Стыда не оберешься. Бог весть что обо мне подумают.
В общем, такая штука.
Не однажды замечал я, что практические люди нередко обнаруживают детскую наивность и полную беспомощность в личной жизни, особенно в отношениях с женщинами, но чтобы такая черта водилась за Босовым - этого я не мог предвидеть, потому что думалось: он давным-давно пережил отроческую стеснительность, стал совершенно иным. С трудом подавил я усмешку.
– Вот сам его величество случай призывает упорного холостяка к женитьбе. Не упусти его.
– Опять ты за свое. Нет, от тебя хорошего совета не дождешься.
В приемной послышался легкий, вкрадчивый шорох Таниных шагов. Босов насторожился, побледнел, заговорил сбивчивым шепотом:
– Хватит об этом. Она! Сейчас войдет.
Босов одернул пиджак, пересел в свое вертящееся кресло, и тотчас лицо его приняло деловое, озабоченное выражение. Появилась Таня, с ясной улыбкой подала ему дюжину остро очинённых карандашей, медленно собрала посуду и, таинственно шелестя платьем, обвевая нас тонким запахом французских духов, удалилась в приемную.
Босов, уткнувшись в бумаги, даже не посмотрел ей вслед.
В конторе мы просидели до наступления сумерек.

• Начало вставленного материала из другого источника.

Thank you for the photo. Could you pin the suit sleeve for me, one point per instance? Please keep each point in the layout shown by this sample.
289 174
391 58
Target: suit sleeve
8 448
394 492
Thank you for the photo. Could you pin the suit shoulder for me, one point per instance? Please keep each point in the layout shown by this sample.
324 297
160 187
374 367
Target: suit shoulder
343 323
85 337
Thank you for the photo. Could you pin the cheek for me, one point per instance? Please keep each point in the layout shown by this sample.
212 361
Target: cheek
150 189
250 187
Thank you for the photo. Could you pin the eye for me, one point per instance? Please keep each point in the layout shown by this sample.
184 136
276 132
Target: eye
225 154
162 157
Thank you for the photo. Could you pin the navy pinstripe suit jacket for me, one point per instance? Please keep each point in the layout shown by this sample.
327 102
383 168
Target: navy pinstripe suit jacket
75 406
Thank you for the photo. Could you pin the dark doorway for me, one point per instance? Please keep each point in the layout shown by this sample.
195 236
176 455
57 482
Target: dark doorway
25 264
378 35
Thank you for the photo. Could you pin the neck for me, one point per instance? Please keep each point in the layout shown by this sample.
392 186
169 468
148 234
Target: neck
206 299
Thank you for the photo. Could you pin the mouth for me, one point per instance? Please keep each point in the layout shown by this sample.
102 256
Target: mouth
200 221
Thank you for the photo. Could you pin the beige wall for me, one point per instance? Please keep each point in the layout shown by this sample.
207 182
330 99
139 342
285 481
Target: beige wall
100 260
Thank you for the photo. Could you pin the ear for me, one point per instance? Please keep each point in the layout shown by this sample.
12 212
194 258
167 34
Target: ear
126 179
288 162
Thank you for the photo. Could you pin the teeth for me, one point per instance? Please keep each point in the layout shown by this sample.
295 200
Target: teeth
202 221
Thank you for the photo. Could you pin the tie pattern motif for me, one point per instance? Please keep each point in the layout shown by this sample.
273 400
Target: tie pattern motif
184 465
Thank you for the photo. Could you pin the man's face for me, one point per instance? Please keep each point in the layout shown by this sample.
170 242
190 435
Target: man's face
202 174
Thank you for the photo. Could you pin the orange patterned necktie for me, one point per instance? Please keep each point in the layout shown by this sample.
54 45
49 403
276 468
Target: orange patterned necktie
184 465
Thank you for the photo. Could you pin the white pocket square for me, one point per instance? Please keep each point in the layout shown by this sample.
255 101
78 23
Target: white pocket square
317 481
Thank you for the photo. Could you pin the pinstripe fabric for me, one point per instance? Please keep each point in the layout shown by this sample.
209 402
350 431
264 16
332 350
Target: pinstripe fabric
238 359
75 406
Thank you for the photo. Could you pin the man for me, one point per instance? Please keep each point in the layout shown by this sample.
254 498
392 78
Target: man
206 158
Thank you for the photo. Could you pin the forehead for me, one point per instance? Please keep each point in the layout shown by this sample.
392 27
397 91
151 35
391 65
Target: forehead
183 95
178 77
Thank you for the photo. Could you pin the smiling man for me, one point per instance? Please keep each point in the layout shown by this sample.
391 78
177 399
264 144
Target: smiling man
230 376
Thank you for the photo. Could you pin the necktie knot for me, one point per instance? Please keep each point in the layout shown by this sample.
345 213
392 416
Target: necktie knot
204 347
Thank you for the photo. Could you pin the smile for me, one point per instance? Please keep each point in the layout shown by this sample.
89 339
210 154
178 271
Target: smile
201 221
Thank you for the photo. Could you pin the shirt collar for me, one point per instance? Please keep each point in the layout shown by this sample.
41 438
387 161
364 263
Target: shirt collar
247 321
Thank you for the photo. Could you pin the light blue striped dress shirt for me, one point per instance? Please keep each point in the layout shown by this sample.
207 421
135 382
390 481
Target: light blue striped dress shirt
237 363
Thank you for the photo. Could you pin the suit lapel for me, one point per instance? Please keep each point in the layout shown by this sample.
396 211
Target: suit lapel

Многое прояснилось, и я уже видел контуры своего очерка, имел представление о теперешнем Босове, его характере, манере держать себя с людьми, пристрастиях. Он вызывал во мне симпатию цепким, недюжинным складом ума, своей горячностью и убежденностью в замечательном будущем колхоза. Выше всего он ставил точный расчет, механизацию, гордился комплексом, словно тот уже действовал, с упоением рассказывал о кормоцехе, молокопроводе, о доильных установках "Даугава" и "Пепелине", поругивал научно-исследовательский институт, с которым состоял в деловых отношениях, за медленную разработку проекта, заодно досталось от него и строителям те затягивали сдачу шестнадцатиквартирного дома.
Полный впечатлений ушел я от Босова, осмысливая перемены и одновременно упрекая себя в неосведомленности: вот жил, изредка навещал родных, беседовал с земляками, все рисовалось понятным, однако толком я так и не постиг их сегодняшней жизни, памятью как-то всегда обращался к прошлому, невольно и собеседников на него настраивал - и что-то упустил, проглядел. Приходили на ум и другие мысли: как знать - может быть, с такой остротой и непосредственностью я бы и не почувствовал вдруг участившийся пульс этой новой жизни без любви и привязанности к былому?